The date insiders can finally dump — and often do.
A lock-up expiry marks the end of a contractual restriction period — typically 90 to 180 days post-IPO — during which company insiders (founders, employees, early investors) are prohibited from selling their shares. Once expired, the float expands materially as restricted stock becomes freely tradeable.
At IPO, underwriters impose a lock-up agreement — typically 90–180 days — preventing insiders from selling shares. This protects early public investors from being immediately diluted by insider exits.
As the expiry date approaches, institutional traders model how many locked shares will hit the market.

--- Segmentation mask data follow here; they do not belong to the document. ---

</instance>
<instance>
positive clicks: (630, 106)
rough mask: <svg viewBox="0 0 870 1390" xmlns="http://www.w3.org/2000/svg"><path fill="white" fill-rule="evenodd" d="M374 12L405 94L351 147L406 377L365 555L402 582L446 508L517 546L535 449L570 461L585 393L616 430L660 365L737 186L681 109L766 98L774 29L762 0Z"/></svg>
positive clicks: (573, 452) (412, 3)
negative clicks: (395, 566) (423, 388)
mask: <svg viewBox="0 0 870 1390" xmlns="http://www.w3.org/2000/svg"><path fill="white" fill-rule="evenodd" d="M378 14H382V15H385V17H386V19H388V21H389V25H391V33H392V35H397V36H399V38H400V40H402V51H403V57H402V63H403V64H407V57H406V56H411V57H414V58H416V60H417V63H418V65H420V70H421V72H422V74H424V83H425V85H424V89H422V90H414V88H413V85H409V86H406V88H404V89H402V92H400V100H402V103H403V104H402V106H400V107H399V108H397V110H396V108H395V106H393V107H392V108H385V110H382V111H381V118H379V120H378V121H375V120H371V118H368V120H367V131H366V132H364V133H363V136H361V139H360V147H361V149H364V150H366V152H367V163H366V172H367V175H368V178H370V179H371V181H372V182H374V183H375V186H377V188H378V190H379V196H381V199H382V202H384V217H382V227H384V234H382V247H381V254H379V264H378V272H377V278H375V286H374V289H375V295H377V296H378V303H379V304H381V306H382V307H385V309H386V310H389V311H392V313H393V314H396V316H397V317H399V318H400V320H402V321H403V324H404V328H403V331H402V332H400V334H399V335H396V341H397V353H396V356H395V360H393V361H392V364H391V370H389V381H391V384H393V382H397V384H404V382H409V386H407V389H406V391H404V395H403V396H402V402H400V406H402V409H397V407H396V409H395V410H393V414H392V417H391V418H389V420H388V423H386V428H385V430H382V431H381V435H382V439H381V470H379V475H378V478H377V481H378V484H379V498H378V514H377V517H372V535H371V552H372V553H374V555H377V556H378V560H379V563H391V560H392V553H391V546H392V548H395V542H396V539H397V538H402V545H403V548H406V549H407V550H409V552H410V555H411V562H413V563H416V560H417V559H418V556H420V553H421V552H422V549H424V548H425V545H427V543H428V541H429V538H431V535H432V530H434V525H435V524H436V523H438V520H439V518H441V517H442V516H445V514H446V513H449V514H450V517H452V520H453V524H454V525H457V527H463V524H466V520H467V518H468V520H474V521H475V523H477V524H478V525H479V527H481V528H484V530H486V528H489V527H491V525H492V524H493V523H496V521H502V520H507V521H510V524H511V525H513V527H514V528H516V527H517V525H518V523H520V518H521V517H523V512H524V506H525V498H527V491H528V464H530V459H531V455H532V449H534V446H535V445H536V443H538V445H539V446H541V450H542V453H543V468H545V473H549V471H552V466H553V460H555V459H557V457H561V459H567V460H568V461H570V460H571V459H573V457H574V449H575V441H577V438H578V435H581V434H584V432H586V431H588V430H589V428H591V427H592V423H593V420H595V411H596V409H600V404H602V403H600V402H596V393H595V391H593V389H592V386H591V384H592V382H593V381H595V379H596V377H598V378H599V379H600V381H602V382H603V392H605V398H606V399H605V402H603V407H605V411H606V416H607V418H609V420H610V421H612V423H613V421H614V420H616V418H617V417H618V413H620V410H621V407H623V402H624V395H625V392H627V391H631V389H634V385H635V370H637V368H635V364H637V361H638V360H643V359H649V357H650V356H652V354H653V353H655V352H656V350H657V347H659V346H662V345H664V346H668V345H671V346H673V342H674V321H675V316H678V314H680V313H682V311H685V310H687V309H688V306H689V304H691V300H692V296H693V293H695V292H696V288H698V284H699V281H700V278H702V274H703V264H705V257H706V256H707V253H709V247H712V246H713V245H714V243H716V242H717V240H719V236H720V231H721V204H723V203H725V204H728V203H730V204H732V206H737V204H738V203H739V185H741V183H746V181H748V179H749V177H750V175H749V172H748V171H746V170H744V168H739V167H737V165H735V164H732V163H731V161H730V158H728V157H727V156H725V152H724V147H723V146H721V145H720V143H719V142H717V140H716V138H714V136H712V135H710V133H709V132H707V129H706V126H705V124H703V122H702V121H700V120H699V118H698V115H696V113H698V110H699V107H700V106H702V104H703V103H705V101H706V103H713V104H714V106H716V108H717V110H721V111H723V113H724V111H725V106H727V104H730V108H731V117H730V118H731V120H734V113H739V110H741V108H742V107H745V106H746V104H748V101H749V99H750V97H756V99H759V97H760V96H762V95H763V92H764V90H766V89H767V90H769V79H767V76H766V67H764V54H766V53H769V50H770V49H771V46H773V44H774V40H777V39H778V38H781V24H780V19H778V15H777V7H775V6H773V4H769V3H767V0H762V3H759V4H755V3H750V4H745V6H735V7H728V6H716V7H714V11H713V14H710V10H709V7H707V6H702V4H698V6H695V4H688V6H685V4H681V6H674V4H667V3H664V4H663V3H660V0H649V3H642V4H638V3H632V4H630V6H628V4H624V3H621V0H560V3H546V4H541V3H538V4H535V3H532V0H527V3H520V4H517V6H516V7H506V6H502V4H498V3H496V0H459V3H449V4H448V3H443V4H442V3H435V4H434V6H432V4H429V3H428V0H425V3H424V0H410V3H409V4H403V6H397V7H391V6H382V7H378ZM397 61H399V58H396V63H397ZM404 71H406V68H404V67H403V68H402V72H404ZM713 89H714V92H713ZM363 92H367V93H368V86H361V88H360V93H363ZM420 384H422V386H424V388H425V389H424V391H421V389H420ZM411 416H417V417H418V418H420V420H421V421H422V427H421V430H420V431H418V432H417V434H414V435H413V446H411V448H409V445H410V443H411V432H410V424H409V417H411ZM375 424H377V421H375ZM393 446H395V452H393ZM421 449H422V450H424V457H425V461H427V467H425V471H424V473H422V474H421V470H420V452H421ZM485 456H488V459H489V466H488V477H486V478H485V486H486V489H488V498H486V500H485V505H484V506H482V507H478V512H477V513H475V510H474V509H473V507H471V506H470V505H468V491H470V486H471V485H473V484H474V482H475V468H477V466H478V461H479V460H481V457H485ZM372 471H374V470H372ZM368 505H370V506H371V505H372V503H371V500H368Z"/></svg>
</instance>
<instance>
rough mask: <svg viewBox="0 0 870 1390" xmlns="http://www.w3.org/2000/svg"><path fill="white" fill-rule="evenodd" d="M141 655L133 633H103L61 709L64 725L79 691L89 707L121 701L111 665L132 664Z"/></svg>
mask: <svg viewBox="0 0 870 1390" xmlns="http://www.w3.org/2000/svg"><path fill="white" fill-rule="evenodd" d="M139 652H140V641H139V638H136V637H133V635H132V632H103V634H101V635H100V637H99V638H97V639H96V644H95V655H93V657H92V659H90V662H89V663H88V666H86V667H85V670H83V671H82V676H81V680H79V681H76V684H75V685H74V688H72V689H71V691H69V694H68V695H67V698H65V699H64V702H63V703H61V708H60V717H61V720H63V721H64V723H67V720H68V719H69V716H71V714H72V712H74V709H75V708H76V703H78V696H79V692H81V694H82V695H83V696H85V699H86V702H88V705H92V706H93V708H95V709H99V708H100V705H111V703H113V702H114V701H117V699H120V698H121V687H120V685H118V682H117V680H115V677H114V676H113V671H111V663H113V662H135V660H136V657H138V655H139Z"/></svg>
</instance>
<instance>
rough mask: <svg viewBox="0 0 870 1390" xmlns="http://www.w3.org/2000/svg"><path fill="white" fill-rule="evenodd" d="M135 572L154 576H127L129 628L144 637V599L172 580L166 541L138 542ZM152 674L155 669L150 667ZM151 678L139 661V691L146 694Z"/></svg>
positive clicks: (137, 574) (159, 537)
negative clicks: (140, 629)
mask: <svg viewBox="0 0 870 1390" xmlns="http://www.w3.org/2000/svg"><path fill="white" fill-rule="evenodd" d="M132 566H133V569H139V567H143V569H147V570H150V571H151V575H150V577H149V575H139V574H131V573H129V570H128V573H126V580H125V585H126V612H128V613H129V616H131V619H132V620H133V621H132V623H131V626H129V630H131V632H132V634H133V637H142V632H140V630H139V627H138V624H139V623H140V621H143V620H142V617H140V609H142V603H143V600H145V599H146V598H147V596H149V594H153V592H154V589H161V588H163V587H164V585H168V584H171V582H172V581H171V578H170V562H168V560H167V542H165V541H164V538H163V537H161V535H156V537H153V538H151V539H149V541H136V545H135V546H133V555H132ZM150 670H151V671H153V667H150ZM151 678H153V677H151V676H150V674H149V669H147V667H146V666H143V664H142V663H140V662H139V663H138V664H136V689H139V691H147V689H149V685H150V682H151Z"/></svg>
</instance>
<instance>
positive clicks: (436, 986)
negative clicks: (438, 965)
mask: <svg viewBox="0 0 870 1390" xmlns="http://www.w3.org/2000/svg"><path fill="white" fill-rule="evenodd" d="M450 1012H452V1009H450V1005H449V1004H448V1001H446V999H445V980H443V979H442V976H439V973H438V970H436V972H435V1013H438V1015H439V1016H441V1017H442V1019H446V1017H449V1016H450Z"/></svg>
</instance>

If insiders hold a large percentage of float, sell pressure is expected and the stock often trades down pre-expiry.
On expiry day, insiders are legally free to sell. Not all do — selling everything signals zero confidence — but even partial exits from large holders can flood supply and crater the price.

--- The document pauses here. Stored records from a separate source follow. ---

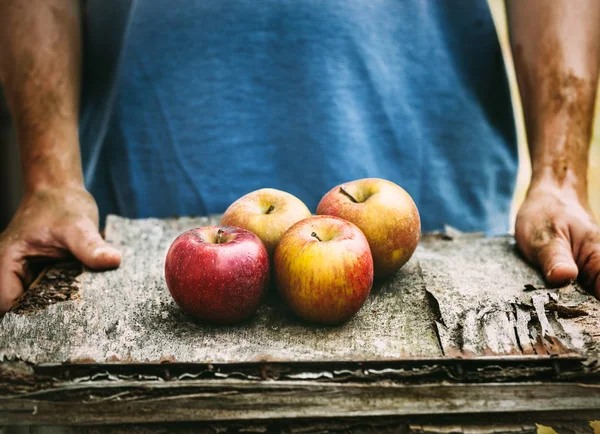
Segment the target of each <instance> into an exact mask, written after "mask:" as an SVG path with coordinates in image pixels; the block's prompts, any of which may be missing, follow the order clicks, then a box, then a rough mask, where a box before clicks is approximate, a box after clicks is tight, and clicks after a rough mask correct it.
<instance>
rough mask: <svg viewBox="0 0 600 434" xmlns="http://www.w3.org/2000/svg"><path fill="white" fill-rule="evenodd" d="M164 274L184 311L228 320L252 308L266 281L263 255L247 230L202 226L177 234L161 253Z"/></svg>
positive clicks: (201, 315) (260, 296)
mask: <svg viewBox="0 0 600 434" xmlns="http://www.w3.org/2000/svg"><path fill="white" fill-rule="evenodd" d="M219 230H221V231H222V232H221V233H220V234H219ZM165 278H166V281H167V286H168V288H169V291H170V292H171V295H172V296H173V299H174V300H175V303H177V305H179V307H180V308H181V309H182V310H183V311H184V312H185V313H187V314H188V315H191V316H193V317H195V318H197V319H199V320H201V321H205V322H209V323H215V324H231V323H235V322H239V321H242V320H244V319H246V318H248V317H249V316H251V315H252V314H254V312H256V310H257V309H258V306H259V305H260V301H261V299H262V297H263V295H264V292H265V288H266V286H267V283H268V281H269V257H268V255H267V251H266V249H265V247H264V246H263V244H262V242H261V241H260V240H259V239H258V237H257V236H256V235H254V234H253V233H252V232H249V231H247V230H244V229H240V228H235V227H228V226H223V227H218V226H207V227H204V228H198V229H193V230H191V231H188V232H185V233H183V234H181V235H180V236H179V237H177V239H176V240H175V241H174V242H173V244H172V245H171V247H170V248H169V252H168V253H167V258H166V261H165Z"/></svg>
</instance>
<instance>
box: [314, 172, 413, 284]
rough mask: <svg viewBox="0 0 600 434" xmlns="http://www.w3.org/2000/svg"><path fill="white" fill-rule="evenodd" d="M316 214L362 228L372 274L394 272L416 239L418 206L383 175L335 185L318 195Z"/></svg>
mask: <svg viewBox="0 0 600 434" xmlns="http://www.w3.org/2000/svg"><path fill="white" fill-rule="evenodd" d="M317 214H319V215H331V216H336V217H340V218H342V219H344V220H348V221H350V222H352V223H354V224H355V225H356V226H358V227H359V228H360V229H361V230H362V232H363V233H364V234H365V236H366V237H367V240H368V241H369V246H370V247H371V252H372V253H373V263H374V267H375V277H385V276H389V275H391V274H393V273H394V272H396V271H397V270H398V269H399V268H400V267H402V266H403V265H404V264H405V263H406V262H407V261H408V260H409V259H410V257H411V256H412V254H413V253H414V251H415V249H416V248H417V244H418V243H419V238H420V234H421V220H420V217H419V211H418V210H417V206H416V205H415V203H414V201H413V200H412V197H411V196H410V195H409V194H408V193H407V192H406V191H405V190H404V189H403V188H402V187H400V186H399V185H397V184H395V183H393V182H390V181H387V180H384V179H379V178H365V179H359V180H356V181H352V182H348V183H346V184H341V185H338V186H337V187H335V188H333V189H331V190H330V191H329V192H328V193H327V194H326V195H325V196H324V197H323V198H322V199H321V202H319V205H318V207H317Z"/></svg>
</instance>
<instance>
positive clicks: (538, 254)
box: [535, 237, 579, 285]
mask: <svg viewBox="0 0 600 434" xmlns="http://www.w3.org/2000/svg"><path fill="white" fill-rule="evenodd" d="M535 259H536V262H537V263H538V264H539V265H540V267H541V268H542V271H543V272H544V277H545V278H546V281H547V282H548V283H549V284H550V285H563V284H565V283H567V282H569V281H571V280H575V279H576V278H577V274H578V272H579V270H578V268H577V264H576V263H575V260H574V259H573V252H572V250H571V245H570V243H569V242H568V241H567V240H565V239H563V238H558V237H557V238H553V239H551V240H550V241H549V242H548V243H546V244H545V245H543V246H541V247H539V248H538V249H537V251H536V252H535Z"/></svg>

Post-lock-up stabilisation can occur if insiders hold and the company shows strong fundamentals. But statistically, many IPO stocks see a dip in the 30-day window around lock-up expiry.
When Uber's lock-up expired in November 2019, roughly 1.6 billion shares became eligible for sale — nearly 3x the existing float. The stock fell over 40% from its IPO price by expiry day as the market priced in that incoming supply well in advance.
Lock-up expiry is one of the most predictable negative catalysts in markets — and still one of the most overlooked by retail investors. Always check the expiry date before buying a recent IPO. If the stock is already up big and insiders are sitting on 10x returns, the odds of a sell-off are high. This isn't illegal — it's just capitalism doing its thing.